Machine Translation Researcher

Mixed Fine-Tuning - Domain Adaptation That Works!

06 Jan 2022 » nmt

Training a robust generic model is an interesting task; however, when you want to customize your Machine Translation model to observe the terminology and style of a certain domain or client, Domain Adaptation comes to life. In previous posts, we discussed several approaches to Domain Adaptation. In this post, we are going to concentrate on a very effective approach called Mixed Fine-Tuning.

Fine-tuning an NMT model usually consists of two steps:

  1. Building a baseline NMT model, e.g. a generic model.
  2. Continuing training the baseline NMT model on an in-domain dataset.
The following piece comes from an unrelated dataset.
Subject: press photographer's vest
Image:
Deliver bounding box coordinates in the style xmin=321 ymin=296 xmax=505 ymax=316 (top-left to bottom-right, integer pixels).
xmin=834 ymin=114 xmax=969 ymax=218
However, fine-tuning in this way can lead to “catastrophic forgetting”, i.e. the model overfits the in-domain data, starts forgetting the information learned from the baseline data, and loses generalization. So in practice, when you compare its quality to the baseline model, the in-domain model would give a better BLEU score and human evaluation for translation of sentences similar to the in-domain dataset, but worse BLEU score for out-of-domain sentences.

Solution: Unlike plain fine-tuning, in the Mixed Fine-Tuning approach (Chu et al., 2017), you randomly sample a portion from the generic data you used to train the baseline model, and use it during the fine-tuning step along with the in-domain dataset. Over-sampling the in-domain data is the main trick.
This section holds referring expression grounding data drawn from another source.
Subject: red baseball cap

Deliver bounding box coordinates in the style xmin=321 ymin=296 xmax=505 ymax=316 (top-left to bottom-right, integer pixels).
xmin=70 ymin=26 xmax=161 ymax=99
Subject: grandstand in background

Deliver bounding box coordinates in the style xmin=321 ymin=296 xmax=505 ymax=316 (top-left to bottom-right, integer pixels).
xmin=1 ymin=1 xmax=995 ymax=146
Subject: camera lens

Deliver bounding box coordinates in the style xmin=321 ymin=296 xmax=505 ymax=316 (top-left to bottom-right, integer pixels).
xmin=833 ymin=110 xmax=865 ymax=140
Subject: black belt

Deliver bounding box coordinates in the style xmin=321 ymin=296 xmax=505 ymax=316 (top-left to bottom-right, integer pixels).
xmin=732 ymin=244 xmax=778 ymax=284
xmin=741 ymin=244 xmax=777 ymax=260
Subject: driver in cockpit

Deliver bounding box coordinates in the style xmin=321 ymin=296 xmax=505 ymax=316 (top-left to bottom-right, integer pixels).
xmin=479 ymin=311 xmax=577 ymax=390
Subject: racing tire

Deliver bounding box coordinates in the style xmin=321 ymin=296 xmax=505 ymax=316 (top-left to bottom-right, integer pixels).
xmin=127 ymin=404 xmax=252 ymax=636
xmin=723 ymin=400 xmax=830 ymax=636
The training procedure of the Mixed Fine-tuning approach is as follows:

  1. Train a baseline NMT model on out-of-domain data until convergence.
  2. Continue training the NMT baseline model on a mix of in-domain and out-of-domain data (by oversampling the in-domain data) until convergence.
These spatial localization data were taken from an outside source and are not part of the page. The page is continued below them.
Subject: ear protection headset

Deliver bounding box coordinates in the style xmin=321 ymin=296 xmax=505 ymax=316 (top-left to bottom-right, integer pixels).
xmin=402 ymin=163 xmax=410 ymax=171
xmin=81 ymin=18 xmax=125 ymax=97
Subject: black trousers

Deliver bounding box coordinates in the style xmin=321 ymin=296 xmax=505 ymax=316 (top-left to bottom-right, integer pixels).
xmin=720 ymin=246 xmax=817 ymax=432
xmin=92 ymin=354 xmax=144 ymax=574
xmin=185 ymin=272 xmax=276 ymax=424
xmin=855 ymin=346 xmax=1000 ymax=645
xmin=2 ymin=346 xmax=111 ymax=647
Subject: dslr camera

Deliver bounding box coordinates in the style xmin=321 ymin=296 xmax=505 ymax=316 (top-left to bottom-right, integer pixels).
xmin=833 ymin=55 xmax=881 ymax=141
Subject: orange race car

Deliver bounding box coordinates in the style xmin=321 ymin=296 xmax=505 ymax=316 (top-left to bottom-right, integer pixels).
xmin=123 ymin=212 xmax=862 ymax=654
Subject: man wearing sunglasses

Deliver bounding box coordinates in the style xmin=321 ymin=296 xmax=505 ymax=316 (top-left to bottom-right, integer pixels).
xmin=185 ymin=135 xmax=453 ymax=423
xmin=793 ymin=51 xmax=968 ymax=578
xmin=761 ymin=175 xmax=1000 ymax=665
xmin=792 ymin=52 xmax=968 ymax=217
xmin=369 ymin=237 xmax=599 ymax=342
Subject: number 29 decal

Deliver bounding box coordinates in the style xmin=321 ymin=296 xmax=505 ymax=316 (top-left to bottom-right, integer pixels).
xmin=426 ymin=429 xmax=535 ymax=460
In NMT tools, such as OpenNMT and MarianMT, dataset weights can be used to replicate over-sampling.


Dataset Counts:
Dataset #1: 1,000,000 sentences
Dataset #2: 100,000 sentences

Use weights 1:10 so that the training takes 1 sentence from the bigger generic dataset, and 10 sentences from the smaller in-domain dataset.
Dataset #1: 1
Dataset #2: 10

In this example, we sequentially sample 1 example from Dataset #1, and 10 examples from Dataset 2, and so on. By giving Dataset #2 a higher weight, the model can learn the style and terminology from the in-domain dataset while still be able to generalize, i.e. output high-quality translations for out-of-domain sentences.

Setting the dataset weights differs from one tool to another. In OpenNMT-py, dataset weights are set as numbers as in the aforementioned example. In OpenNMT-tf, dataset weights are set as ratios.

Further notes on the Mixed Fine-tuning approach (feel free to experiment with something different, though!)

  • The approach works well for in-domain datasets between 50k and 500k. For very small in-domain datasets, this approach might not work well; for very big in-domain datasets, you might want to try different weights.
  • If your baseline training data is too big, you randomly extract 10 times the size of the in-domain data.
  • If both the generic and in-domain data are available before training the baseline, we build the vocabulary and SentencePiece models on all datasets, both generic and in-domain datasets.
  • During fine-tuning, we extract a dev/validation dataset from the in-domain dataset only.
  • After fine-tuning, we use two test datasets, one that we used for the out-of-domain baseline, and one extracted from the in-domain dataset, to make sure the model works in both cases.
  • To alleviate “catastrophic forgetting” on generic data, consider averaging the baseline model with the fine-tuned model.

The most important value of the Mixed Fine-tuning approach is that this fine-tuned NMT in-domain model still works well on both in-domain data and general/out-of-domain data.

It is worth mentioning that we have successfully applied the Mixed Fine-Tuning approach, proposed by Chu et al. (2017), at production-level scenarios in the industry. We also employed it in a number of our Domain Adaptation and Low-Resource NMT papers such as Haque et al. (2020) in combination with other approaches, through which we won the first place at ICON 2020.